Cycling UK findings confirm that while potholes can be an inconvenience for motorists, they are more likely to cause injury, and even death, for cyclists.
The charity which runs the pothole reporting webtool and app Fill That Hole, today (Sunday 03 March) published their research to mark the launch of Pothole Watch week (03 – 09 March).
The aim of the awareness week is to encourage the public to help cash-strapped councils by reporting road defects.
Potholes aren’t just an expensive nuisance, they are ruining lives.
“Cyclists are running the gauntlet when riding on British roads following a decade of underinvestment leading to the poor state they’re currently in,” said Cycling UK CEO Paul Tuohy. “Potholes aren’t just an expensive nuisance, they are ruining lives.”
The information was obtained by the charity through a series of Freedom of Information requests to 211 highway authorities across the UK. A total of 156 responded.
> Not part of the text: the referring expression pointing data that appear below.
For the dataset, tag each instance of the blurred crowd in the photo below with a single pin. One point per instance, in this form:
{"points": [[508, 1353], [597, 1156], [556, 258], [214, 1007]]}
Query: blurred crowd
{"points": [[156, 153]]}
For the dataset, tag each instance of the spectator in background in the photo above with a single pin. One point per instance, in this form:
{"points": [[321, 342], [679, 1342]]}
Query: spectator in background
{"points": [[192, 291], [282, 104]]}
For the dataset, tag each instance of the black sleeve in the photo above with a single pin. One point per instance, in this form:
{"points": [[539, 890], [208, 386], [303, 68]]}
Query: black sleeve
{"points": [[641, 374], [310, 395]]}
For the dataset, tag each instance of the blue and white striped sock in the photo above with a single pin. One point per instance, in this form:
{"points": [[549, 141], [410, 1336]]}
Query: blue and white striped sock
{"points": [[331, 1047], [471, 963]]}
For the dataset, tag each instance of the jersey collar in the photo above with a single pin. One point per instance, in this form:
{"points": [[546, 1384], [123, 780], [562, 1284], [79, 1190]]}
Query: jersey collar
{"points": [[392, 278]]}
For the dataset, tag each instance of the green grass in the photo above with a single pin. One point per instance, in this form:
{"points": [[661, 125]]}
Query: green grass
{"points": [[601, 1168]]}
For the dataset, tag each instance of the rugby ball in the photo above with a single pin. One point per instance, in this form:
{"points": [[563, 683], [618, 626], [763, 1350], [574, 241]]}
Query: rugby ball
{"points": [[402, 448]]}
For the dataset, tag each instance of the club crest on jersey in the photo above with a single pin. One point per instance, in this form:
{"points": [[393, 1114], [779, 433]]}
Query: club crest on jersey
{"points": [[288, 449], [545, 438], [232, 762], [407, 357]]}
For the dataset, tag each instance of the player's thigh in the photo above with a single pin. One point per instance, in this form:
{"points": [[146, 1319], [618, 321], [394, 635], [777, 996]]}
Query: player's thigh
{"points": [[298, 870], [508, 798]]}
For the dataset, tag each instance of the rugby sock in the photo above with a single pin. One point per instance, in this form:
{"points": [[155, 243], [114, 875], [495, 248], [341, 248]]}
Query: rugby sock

The charity asked about the amount of compensation paid out to cyclists and motorists, and the number of successful claims made over the five-year period between financial years 2013/14 and 2017/18.
It discovered that while the average compensation payout per motorist was around £340, councils paid on average £8,800 per cyclist for incidents involving potholes.
According to Department for Transport figures, published after a Parliamentary Question submitted by Cambridge MP, Daniel Zeichner, since 2007, at least 431 cyclists were killed or seriously injured on Britain’s roads.
The charity says its findings show the scale of the problem is much worse than those presented by casualty stats.
The vast difference in compensation payouts between motorists and cyclists demonstrates that the UK’s underfunded local roads are adversely affecting cyclists who are being killed or seriously injured due to defective road surfaces.